Hi all, Dan Hui back for another edition of The Prepared from an architect's point of view. This week's issue looks at how logistics is simultaneously pushing deeper into cities and outward to the remotest parts of Asia.
Distribution & Logistics.
- The Economist covers how the owner of a brothel created the world's largest industrial park, The Reno Tahoe Industrial Center, home to the Tesla Gigafactory and sites for Google and Wal-Mart.
- Airbus debuted its larger BelugaXL aircraft, for ferrying aircraft components between assembly facilities.
Making & Manufacturing.
- The New York City Economic Development Corporation released a study attributing a 5.6% decline in public transportation ridership to ride sharing, in addition to bikesharing, and new ferry services.
- A critical look at the Second Ave Subway ridership numbers a year and a half into the new service.
- NYTimes on how uncertainty about AVs have unsettled transit planning conversations.
- Behind the Koch brother's campaign to vote down transit projects around the country.
- NYC unveiled a $100M plan to develop maritime and rail infrastructure for freight. The plan is dubbed Freight NYC. Today, the majority of goods enter the city by truck.
- Hartford CT launched a new commuter rail line, and it exceeded passenger projections in its first week.
- Kroger bought a 5% stake in UK online grocer Ocado with plans to license their warehouse technology for grocery fulfillment centers in the US. While Amazon robots operate on the floor to move shelving around, Ocado robots seem to move in a zone just below the roof and traverse over a dense open top storage stack.
- Wal-Mart's Jet.com will open a fulfillment center in the Bronx this year and likely use it for food operations. Amazon also considered the same building. Competitor FreshDirect, which is profitable and holds a 54% market share in NYC, also opened a new distribution center nearby. When viewed along with the large wholesale markets at Hunts Point, the South Bronx is the food hub of New York.
- The NYTimes recently covered Amazon's delivery network in the Himalayas and The New Yorker profiled China's JD.com's use of drones in rural China. The two articles depict an infrastructure similar to the US Postal Service's Rural Free Delivery program, which began in 1896 and still exists today.
- While most infrastructure knits together remote geographies, others can disconnect. The Marshall Islands nation is on the verge of getting cut off from global banking systems because their sole national bank is deemed too small to comply with new global regulations. People are wiring money to Western Union or handing debit cards to US Military personnel to withdraw cash from the sole Bank of America ATM in the country, which is located on base.

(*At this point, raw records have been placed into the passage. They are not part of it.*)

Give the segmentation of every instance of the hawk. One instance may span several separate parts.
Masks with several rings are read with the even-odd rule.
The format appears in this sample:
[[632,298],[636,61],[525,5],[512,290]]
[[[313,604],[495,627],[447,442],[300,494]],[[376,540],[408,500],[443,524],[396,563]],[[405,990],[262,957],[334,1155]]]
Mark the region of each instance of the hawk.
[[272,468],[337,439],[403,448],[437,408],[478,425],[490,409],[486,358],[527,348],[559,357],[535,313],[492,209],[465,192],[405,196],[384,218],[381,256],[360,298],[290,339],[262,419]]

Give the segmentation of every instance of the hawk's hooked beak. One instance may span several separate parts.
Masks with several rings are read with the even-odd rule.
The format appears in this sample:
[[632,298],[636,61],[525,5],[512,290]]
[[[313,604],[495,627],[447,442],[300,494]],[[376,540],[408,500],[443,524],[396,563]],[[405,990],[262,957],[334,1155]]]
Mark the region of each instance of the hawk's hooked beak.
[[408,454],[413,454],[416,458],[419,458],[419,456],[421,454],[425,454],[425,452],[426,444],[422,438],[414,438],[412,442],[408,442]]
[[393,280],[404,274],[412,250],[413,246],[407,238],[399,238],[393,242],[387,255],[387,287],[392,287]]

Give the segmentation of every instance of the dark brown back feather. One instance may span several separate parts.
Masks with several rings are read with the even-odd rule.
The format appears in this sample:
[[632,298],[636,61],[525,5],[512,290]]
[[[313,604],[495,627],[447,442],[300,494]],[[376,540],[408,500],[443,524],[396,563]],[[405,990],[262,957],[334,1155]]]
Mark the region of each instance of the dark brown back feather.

Inspection, Testing & Analysis.
- The US Consumer Product Safety Commission, which is responsible for recalls and safety alerts, has a delightfully weird twitter feed that skirts the edges of visual poetry.
- I was curious about autonomous vehicle testing sites and wanted to compare their urban forms. MCity is run by the UMichigan and sports suburban features, like cul-de-sacs and divided roads. Waymo's testing site uses a portion of a decommissioned military base, with an existing street grid with buildings and some bike lanes. I'm guessing the test site is the area that does not light up blue when trying to place a google earth icon. Uber's site is a hyper-urban streetscape that looks like SimCity, with a variety of obstacles on the road edges, and no discernible bike lanes.

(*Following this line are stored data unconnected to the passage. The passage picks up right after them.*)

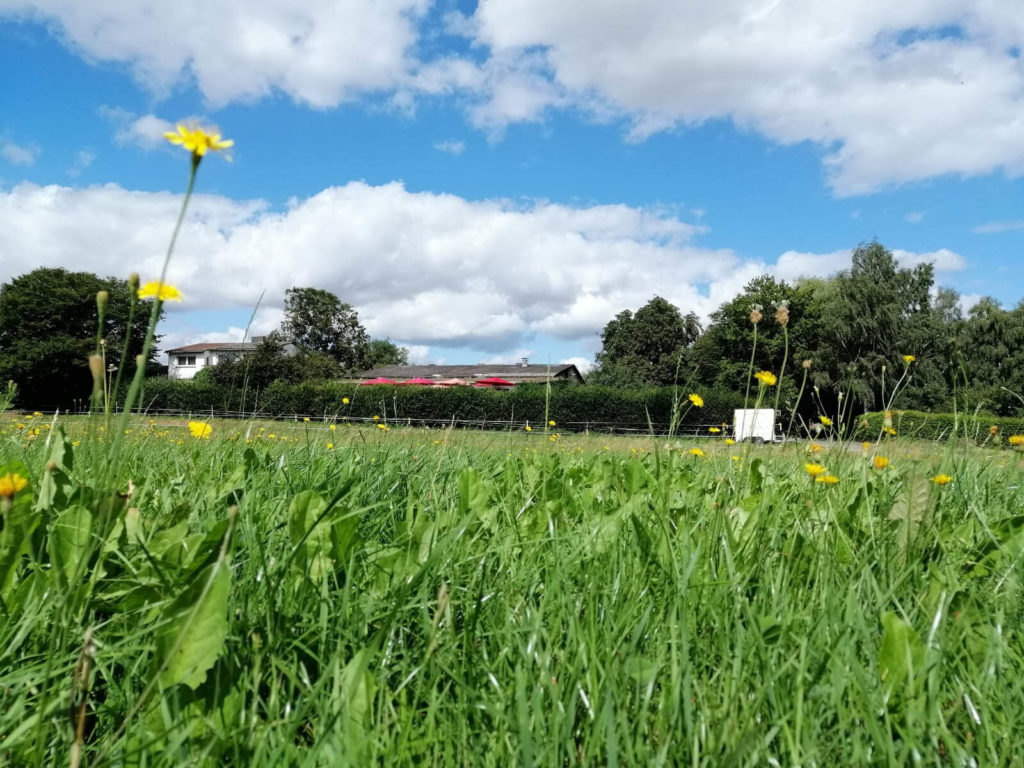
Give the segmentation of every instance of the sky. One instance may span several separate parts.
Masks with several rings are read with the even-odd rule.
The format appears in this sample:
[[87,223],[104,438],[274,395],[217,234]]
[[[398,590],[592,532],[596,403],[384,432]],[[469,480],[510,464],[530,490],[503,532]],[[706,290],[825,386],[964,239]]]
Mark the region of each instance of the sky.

- The Oakland Coliseum is the last multi-purpose stadium in the US to house an NFL and MLB team. With the NFL Raiders moving to Las Vegas in 2020, there will only be a few more occasions remaining to watch a gigantic building completely transform overnight.

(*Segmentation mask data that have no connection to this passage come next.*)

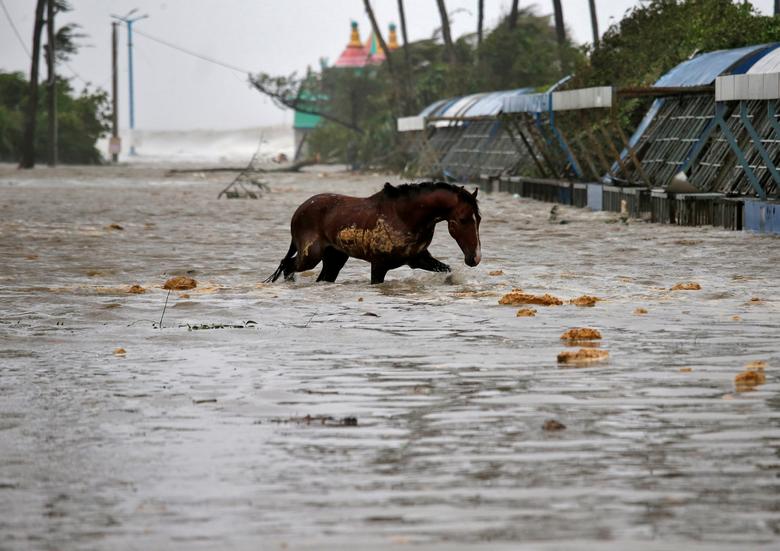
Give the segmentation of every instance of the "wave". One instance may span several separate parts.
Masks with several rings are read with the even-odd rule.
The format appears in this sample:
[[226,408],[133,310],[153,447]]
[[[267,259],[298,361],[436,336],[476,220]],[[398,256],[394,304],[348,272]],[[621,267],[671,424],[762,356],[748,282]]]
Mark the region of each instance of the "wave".
[[[293,129],[289,126],[260,126],[237,130],[135,130],[135,156],[130,156],[129,131],[121,133],[122,162],[199,162],[248,163],[260,148],[262,161],[283,153],[292,158],[295,152]],[[108,138],[97,147],[108,156]]]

- In 2010, the US Post Office released a postage stamp of the Statue of Liberty, but mistakenly used an image of a replica statue at a Las Vegas casino instead of the real one in New York Harbor. US Claims Court awarded $3.5M in damages to the replica sculptor and revealed that just over 3% of those stamps went unused and represent pure profit to USPS. The percentage is probably even higher for stamps with more unique or collectible designs. I'm not sure the collectibles market gets discussed enough when people talk about how USPS has been disrupted by digital processes.
- Home Workspaces is an art project that tasked Mechanical Turks to photograph and share a photo of their Turking workspace. The result is a global survey of modest home workspaces, including what looks like a Walgreens pharmacy counter.
- MoMA just opened an excellent exhibition on architecture in the former Yugoslavia, when utopian experimentation was rendered in concrete and glass.